Performance improvements #97

CasBex · 2023-08-17T13:37:12Z

Hi, I was profiling my code and noticed that most of the time was spent inside FMIImport.jl, so I decided to make some performance improvements. Functionality-wise there is no change. The example I was testing this on went from about 60s with 22 GB allocations to 18s with 2.8 GB (which is still not amazing in all honesty).

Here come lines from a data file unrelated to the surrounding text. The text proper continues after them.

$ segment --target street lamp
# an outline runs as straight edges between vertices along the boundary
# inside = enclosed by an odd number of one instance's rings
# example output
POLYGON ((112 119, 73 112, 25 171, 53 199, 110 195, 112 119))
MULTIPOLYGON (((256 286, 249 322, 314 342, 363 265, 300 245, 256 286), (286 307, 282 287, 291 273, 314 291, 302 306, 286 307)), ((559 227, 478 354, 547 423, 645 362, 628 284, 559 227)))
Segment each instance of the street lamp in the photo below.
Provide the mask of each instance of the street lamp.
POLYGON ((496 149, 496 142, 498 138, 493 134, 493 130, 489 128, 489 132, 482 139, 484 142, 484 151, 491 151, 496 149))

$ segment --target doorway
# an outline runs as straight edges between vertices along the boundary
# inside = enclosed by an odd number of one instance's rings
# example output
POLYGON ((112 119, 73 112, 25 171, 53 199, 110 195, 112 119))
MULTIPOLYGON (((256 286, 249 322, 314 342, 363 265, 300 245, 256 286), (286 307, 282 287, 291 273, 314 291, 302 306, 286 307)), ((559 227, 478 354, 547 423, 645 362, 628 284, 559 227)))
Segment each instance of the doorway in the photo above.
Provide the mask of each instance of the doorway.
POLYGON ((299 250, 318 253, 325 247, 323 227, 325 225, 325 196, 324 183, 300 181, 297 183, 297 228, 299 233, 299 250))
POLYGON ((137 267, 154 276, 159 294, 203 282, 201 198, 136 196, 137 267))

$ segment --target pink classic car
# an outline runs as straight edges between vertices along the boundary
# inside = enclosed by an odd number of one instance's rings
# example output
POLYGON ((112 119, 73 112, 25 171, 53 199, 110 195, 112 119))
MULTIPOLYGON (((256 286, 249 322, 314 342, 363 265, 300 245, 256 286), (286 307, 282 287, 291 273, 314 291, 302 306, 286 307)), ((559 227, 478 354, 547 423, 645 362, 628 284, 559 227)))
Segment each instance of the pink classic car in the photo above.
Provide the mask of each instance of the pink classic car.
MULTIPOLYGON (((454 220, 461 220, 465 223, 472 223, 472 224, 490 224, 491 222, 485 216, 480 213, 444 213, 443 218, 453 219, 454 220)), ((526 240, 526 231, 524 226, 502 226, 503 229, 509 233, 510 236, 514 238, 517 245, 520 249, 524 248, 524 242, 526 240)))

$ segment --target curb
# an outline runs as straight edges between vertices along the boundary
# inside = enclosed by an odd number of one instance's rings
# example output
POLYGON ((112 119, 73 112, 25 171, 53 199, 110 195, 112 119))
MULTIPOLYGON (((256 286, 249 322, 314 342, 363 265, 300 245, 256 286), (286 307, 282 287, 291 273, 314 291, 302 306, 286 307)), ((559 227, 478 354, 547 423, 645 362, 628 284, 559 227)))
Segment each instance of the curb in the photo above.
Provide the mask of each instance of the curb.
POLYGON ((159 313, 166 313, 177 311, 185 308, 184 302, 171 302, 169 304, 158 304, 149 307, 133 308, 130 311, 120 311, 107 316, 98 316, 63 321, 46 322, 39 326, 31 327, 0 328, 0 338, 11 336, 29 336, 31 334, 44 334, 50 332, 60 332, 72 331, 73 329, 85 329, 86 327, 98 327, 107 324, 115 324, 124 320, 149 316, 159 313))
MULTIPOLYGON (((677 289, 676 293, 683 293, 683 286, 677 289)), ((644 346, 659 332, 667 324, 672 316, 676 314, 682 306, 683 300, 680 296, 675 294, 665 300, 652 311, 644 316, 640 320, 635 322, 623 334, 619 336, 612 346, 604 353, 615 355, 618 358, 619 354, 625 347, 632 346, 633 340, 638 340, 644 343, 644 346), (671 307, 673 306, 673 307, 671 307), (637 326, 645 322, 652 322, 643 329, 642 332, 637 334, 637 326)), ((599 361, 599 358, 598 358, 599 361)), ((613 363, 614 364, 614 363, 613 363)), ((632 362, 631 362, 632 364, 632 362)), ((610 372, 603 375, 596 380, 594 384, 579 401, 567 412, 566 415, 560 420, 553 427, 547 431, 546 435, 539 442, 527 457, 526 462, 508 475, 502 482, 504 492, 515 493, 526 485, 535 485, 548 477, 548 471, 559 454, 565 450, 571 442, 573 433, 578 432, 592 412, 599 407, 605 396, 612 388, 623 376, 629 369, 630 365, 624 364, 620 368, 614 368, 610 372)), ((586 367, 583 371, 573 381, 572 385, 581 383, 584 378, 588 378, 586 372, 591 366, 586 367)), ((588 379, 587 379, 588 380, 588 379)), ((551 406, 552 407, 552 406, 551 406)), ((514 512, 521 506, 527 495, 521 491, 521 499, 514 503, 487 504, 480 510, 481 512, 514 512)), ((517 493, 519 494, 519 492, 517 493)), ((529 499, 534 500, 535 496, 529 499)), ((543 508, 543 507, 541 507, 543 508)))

This is only for FMI2 as I don't use FMI3 myself. Some of these changes require updates to FMICore.jl which is incoming. Before merging, FMICore.jl shoud thus be updated and the Project.toml in this repo should be updated for compatibility.

Summary

fmi2SetReal checking of the Jacobians in c.jl has been improved (biggest performance gain by far). By making a Set of $\partial$f_refs, it is possible to do lookups in O(1) instead of O(n), which reduces the for loop runtime complexity.
Various allocations and copies have been removed if possible
Type stability has been improved where possible
Added methods to keyword-only performance-critical functions (fmu::FMU2) and (c::FMU2Component) which seem to be faster.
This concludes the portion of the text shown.